En abordant les droits des femmes comme un moyen de parvenir à leurs fins, les profem détournent bien souvent des principes de base du féminisme, les galvaudant pour qu’ils se conforment à leur vision autocentrée et intéressée de l’égalité. “Ce qui me fait tiquer, c’est par exemple les mecs qui sont de fervents féministes pro-sexe à base de ‘affirme ta sexualité, couche avec plein de gens, fais des photos dénudées, c’est féministe, c’est l’empowerment’, note Camille Dodet. Évidemment ça peut l’être, les femmes doivent pouvoir faire ce qu’elles veulent. Mais le fait d’insister autant sur des points qui, au final, leur bénéficieront directement, me semble toujours très suspect. Cette façon de justifier et d’encourager l’émancipation féminine, non pas au nom de l’égalité, mais dans une optique de bénéfice personnel est le nœud du problème.”
La non-mixité en question
Une approche toxique et dévoyée du féminisme qui induit forcément la question de la non-mixité dans le milieu militant, tant pour éviter l’intrusion de profem, que pour protéger et valoriser la paroles des femmes: “La structure sociale inégalitaire entre les femmes et les hommes ne s’arrête pas aux portes des collectifs féministes: la propension des hommes à plus parler en réunion, le fait d’être plus à l’aise pour prendre la parole publiquement ou encore l’habitude des joutes politiques produisent des comportements différenciés des femmes et des hommes dans les groupes féministes. Tous les collectifs mixtes ont fait cette expérience: la co-présence des femmes et des hommes nécessite un travail militant pour tenter d’empêcher la reproduction de la domination masculine, note Alban Jacquemart, qui rappelle que la mixité a toujours été questionnée par les militantes féministes. Fin XIXème-début XXème, les militantes ont commencé à interroger la légitimité des hommes à définir l’agenda politique et la stratégie du mouvement féministe: sans se couper des hommes, elles ont progressivement pris la direction du mouvement en interdisant les postes dirigeants des associations aux hommes. Dans les années 70, les militantes du MLF ont privilégié la non-mixité après avoir expérimenté le sexisme de leurs camarades hommes, notamment au moment de mai-juin 1968. Et depuis les années 2000, les initiatives féministes mixtes se sont quasi-systématiquement accompagnées de questionnements sur la ‘bonne’ manière de faire participer les hommes.”
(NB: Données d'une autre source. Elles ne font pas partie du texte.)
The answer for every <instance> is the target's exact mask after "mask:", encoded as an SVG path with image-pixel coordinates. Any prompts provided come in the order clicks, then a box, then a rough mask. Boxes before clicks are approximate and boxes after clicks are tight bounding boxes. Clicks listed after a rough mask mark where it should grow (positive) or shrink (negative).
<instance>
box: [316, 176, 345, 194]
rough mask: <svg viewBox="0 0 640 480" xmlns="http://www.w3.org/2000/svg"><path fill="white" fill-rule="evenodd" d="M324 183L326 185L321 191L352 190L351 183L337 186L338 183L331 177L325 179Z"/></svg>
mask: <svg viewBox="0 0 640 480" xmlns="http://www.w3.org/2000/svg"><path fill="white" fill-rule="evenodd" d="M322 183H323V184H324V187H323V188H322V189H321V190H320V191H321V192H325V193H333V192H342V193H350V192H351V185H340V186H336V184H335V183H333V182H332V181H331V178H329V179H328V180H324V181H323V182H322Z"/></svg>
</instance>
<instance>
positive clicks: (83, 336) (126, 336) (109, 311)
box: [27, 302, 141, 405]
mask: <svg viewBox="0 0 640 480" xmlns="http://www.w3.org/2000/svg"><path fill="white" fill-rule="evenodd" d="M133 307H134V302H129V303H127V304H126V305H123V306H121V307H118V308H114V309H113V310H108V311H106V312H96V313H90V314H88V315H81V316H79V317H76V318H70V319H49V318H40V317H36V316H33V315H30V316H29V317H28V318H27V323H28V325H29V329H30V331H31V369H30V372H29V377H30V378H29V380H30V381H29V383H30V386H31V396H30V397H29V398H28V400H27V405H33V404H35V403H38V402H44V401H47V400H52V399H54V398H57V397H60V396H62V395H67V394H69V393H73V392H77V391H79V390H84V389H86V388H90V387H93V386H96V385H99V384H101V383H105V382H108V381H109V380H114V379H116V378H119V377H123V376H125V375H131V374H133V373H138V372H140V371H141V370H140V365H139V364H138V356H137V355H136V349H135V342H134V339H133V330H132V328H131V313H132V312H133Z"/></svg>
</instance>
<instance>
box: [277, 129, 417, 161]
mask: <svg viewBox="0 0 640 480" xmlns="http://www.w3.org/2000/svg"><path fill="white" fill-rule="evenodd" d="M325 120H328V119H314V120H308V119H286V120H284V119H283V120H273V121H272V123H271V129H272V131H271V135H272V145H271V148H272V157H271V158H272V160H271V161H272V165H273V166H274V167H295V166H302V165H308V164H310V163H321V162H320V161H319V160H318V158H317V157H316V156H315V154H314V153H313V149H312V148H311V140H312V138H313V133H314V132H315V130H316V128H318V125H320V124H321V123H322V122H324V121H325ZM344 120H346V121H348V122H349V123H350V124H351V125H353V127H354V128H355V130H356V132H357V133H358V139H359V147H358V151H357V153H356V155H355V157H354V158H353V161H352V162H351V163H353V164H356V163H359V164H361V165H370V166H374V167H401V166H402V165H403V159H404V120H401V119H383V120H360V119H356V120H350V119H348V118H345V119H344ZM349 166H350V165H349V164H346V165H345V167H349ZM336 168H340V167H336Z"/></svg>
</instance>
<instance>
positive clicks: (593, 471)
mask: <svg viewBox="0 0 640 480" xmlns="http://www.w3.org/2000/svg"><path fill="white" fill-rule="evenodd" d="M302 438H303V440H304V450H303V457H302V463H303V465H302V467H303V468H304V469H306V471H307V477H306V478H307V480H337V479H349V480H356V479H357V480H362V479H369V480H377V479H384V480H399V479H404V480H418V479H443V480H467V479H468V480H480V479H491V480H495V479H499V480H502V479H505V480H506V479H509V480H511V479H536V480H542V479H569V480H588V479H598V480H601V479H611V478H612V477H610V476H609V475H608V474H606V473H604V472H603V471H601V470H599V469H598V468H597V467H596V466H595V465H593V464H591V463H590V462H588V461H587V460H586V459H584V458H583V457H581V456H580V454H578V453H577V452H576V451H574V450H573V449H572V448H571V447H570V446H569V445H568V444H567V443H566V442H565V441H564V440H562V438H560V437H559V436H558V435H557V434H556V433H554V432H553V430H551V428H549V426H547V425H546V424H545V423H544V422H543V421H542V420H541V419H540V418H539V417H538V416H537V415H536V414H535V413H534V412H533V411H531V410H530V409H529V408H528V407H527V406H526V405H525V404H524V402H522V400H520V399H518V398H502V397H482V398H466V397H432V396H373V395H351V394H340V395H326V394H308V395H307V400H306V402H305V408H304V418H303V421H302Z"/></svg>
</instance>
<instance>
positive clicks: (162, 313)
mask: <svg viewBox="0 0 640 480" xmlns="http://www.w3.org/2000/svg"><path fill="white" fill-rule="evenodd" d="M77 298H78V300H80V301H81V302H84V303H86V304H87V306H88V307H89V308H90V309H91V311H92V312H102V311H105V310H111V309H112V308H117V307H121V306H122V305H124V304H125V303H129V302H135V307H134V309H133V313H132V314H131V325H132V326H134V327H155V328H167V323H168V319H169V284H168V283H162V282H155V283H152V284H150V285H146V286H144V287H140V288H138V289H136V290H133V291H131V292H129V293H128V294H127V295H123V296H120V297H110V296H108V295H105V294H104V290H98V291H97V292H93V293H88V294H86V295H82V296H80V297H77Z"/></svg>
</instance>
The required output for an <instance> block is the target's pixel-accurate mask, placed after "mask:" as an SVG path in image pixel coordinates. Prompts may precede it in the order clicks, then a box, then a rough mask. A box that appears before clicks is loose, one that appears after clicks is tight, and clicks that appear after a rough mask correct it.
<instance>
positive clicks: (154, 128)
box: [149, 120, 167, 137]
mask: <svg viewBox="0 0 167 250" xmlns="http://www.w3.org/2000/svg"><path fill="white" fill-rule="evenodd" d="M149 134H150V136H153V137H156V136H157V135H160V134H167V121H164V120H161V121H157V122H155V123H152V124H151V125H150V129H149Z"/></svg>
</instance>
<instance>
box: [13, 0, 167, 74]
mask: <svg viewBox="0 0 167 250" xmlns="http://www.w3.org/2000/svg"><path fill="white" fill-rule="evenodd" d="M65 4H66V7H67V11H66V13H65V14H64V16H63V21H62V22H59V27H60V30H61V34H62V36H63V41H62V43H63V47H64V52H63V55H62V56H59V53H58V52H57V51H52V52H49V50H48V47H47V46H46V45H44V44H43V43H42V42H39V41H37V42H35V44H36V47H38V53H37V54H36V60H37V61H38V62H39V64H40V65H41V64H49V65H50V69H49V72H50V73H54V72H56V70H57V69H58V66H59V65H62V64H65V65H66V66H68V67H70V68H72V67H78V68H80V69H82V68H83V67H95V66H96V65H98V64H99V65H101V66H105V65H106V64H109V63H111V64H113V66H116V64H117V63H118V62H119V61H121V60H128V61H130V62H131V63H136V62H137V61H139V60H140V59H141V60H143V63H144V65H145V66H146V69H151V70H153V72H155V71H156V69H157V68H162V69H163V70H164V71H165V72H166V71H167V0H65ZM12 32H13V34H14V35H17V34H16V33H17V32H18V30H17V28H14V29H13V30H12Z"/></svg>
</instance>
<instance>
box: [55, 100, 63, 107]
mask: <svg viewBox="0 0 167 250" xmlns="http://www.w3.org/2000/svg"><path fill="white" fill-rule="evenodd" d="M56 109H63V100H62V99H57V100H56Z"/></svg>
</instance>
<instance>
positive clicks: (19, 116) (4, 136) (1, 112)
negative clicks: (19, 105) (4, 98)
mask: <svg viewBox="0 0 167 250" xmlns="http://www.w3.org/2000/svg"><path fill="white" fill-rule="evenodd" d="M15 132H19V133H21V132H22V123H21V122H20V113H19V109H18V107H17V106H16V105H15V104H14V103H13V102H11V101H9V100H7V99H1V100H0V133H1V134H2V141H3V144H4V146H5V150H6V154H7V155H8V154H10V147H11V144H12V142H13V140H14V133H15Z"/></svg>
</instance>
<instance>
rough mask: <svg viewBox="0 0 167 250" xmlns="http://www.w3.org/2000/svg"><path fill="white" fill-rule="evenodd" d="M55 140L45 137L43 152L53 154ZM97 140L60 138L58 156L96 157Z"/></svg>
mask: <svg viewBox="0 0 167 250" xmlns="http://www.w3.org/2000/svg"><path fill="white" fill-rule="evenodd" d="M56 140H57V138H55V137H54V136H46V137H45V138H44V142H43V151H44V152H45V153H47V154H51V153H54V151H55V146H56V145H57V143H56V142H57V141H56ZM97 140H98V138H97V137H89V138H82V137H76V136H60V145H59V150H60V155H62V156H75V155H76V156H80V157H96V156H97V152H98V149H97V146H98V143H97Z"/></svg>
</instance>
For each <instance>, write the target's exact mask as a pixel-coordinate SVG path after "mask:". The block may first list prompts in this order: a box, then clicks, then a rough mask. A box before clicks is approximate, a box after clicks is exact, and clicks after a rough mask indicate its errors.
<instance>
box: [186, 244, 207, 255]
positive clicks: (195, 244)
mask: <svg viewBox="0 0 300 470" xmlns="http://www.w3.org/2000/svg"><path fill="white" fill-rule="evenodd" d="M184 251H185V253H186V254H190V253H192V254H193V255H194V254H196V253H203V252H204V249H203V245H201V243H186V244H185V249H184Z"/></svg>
“Le plus simple est aussi de cesser tout simplement d’exploiter les femmes de son entourage au quotidien.”
Et des bonnes manières justement, il y en a plusieurs. Écouter, s’éduquer, se remettre en question sont des indispensables pour chaque homme souhaitant œuvrer pour les droits des femmes. “Ce n’est pas facile de définir comment les hommes peuvent s’engager dans le féminisme, mais il y a tout de même certaines pistes comme aider financièrement les associations (NDLR : énorme ! Un homme féministe doit se taire mais on veut bien prendre son pognon…), si on en a les moyens ou venir aux manifestations mixtes pour faire du chiffre”, explique Camille Dodet, qui incite également les conjoints à garder plus souvent les enfants pour permettre aux mères de se rendre aux réunions, conférences ou manifestations féministes. S’occuper de tâches administratives ou logistiques dans les associations permet également de donner un coup de main tout en laissant la parole et la visibilité aux femmes (NDLR : globalement le reproche fait aux hommes féministes est de ne pas être suffisamment lèche-bottes ).